A pioneering study highlights the critical role of barrier films in shielding flexible solar modules from harsh environmental conditions

Flexible perovskite solar cells are promising for lightweight and versatile applications but their sensitivity to humidity and temperature poses a challenge to long-term durability. To address this, researchers from Japan have conducted a comprehensive study to test the degradation of these solar modules under extreme heat and humidity. Through accelerated testing, they identified how the water vapor transmission rates of barrier films affect the module’s stability, giving critical insights for development of durable solar cells.

Perovskite solar cells (PSCs) present a revolutionary leap in renewable energy technology with their high efficiency, lightweight, and flexible nature. But their commercial applications are often hindered by their sensitivity to environmental factors like heat and humidity.

To address this, a team of researchers led by Professor Takashi Minemoto, a Ritsumeikan Advanced Research Academy Fellow from the College of Science and Engineering, Ritsumeikan University, Japan, along with Dr. Abdurashid Mavlonov from the Research Organization of Science and Technology, Ritsumeikan University, and Dr. Akinobu Hayakawa from Sekisui Chemical Co., Ltd., recently conducted pioneering research to investigate the durability of these PSC modules in harsh environmental conditions. This study was made available online on December 17, 2024, and was published in Volume 286 of Solar Energy on January 15, 2025.

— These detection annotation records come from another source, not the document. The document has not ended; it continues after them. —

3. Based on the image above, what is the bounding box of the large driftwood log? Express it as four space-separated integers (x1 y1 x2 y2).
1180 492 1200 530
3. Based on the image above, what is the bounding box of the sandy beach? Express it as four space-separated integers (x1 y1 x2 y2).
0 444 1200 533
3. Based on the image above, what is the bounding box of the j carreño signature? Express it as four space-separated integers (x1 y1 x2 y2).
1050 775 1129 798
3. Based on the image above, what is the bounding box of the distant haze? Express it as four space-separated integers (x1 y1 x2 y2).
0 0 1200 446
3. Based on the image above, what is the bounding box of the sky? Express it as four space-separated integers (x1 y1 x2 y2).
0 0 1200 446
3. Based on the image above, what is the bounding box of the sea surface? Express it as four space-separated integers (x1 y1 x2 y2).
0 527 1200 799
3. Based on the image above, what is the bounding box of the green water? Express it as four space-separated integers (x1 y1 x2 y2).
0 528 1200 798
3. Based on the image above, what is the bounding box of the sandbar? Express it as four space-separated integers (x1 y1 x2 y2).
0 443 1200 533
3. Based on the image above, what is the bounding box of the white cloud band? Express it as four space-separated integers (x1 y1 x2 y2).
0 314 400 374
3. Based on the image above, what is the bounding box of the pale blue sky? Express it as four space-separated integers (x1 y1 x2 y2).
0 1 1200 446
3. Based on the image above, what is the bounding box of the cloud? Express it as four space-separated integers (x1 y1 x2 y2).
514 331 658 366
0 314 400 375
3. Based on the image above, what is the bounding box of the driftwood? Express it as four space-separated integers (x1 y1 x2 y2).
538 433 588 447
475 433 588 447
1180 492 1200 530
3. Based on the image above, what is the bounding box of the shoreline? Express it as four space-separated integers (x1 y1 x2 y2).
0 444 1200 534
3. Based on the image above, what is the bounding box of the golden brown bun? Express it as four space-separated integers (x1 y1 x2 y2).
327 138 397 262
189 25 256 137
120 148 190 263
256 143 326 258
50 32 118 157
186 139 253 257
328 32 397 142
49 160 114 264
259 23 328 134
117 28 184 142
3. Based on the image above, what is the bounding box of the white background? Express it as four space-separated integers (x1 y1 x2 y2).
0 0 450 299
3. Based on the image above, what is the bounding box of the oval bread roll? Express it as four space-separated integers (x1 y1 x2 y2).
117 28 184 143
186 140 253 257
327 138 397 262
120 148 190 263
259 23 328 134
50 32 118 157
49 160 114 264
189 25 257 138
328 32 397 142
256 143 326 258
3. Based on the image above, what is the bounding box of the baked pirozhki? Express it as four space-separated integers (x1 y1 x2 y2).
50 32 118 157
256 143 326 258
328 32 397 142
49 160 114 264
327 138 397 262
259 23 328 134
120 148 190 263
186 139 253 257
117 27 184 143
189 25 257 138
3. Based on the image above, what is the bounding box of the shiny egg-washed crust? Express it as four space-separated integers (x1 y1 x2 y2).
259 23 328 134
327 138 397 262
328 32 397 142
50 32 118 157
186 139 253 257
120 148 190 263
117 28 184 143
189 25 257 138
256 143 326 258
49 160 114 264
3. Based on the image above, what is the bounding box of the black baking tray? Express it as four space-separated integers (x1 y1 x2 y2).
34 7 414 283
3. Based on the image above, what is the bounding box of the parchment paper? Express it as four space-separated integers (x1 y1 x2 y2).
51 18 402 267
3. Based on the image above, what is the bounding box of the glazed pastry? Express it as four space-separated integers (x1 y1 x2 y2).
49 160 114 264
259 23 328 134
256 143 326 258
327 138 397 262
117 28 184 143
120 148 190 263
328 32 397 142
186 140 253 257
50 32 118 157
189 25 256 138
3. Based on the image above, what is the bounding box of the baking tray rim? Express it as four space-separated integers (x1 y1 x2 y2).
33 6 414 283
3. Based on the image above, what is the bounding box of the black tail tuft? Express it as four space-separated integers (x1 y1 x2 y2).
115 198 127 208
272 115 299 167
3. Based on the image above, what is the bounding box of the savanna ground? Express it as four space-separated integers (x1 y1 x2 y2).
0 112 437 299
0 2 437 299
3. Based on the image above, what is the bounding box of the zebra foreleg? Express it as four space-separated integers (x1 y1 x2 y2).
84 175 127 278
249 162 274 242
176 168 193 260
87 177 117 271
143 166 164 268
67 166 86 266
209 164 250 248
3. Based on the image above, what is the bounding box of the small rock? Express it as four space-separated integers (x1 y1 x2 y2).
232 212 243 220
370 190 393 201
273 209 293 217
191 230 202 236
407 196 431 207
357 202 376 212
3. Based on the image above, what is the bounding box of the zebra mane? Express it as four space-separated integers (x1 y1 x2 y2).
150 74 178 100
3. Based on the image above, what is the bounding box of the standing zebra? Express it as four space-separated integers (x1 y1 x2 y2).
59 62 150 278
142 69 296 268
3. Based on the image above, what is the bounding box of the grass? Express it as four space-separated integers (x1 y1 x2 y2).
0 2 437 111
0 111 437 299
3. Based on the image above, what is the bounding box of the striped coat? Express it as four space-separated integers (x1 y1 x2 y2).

Explaining the motivation behind this study, Prof. Minemoto says, “Perovskite solar cells stand out as particularly promising due to their low-temperature wet-coating process and compatibility with flexible substrates, offering unique opportunities for the solar industry. However, the stability of perovskite is weak compared with conventional material, which can be improved by fabrication processes such as encapsulation with barrier films.”

To analyze the durability of flexible PSC modules, the research team utilized PSC modules made of methylammonium lead iodide (MAPbI₃), which were encapsulated with polyethylene terephthalate substrate having barrier films of varying water vapor transmission rates (WVTR). The PSC modules were subjected to a damp heat test, which utilized exposure of the modules to 85 °C temperature and 85% relative humidity. The conditions were thus set to simulate real-world outdoor conditions over extended periods.

After 2,000 hours of exposure, the photovoltaic (PV) performance of the modules was recorded, and the degradation of the modules was confirmed through characteristics of current voltage, spectral reflectance, and electroluminescence.

The researchers found that high humidity led to the decomposition of the MAPbI₃ layer into lead iodide, blocking the charge transport across layers. This degradation led to a significant reduction in the efficiency of the PSC modules highlighting the detrimental impact of moisture on the PSC performance.

In addition, the findings revealed that the quality of the barrier film played a critical role in the module’s stability. Notably, the module with the lowest WVTR barrier of 5.0 × 10⁻³ g/m²/day retained 84% of its power conversion efficiency. However, the modules with higher WVTR experienced rapid degradation, ceasing to function after just 1,000 hours.

“Our study is the first to report the durability of encapsulated flexible MAPbI3-based PSC modules. When considering solar energy applications for walls and rooftops with weight limits or for mobile platforms, flexible PSCs are a great alternative to the traditional silicon panels. Insights from our study could help industries optimize these modules for highly stable and durable constructs,” explains Prof. Minemoto.

This study highlights the importance of barrier films in maintaining the long-term durability of flexible PSC modules, revolutionizing the PV industry. Additionally, by offering energy generation at multiple locations, these innovations can help reduce strain on power grids. Furthermore, improving the durability of PSC modules could also expand the use of renewable energy since it would allow the deployment of PSC modules in diverse environments, thus accelerating the global shift towards cleaner energy and a sustainable future.

Title of original paper: Perovskite solar cell modules: Understanding the device degradation via damp heat testing
Journal: Solar Energy
DOI: 10.1016/j.solener.2024.113174

About Professor Takashi Minemoto from Ritsumeikan University, Japan

Dr. Takashi Minemoto is a Professor at the College of Science and Engineering, Ritsumeikan University, Japan, and a Ritsumeikan Advanced Research Academy Fellow. He received his Ph.D. from Ritsumeikan University in 2001. His research group deals with the development of next-generation, high-performance solar cells. With over 25 years of experience, Prof. Minemoto has authored 271 publications, contributing significantly to the development and improvement of solar technologies.

Funding information

This work is partly supported by NEDO (the New Energy and Industrial Technology Development Organization) in Japan.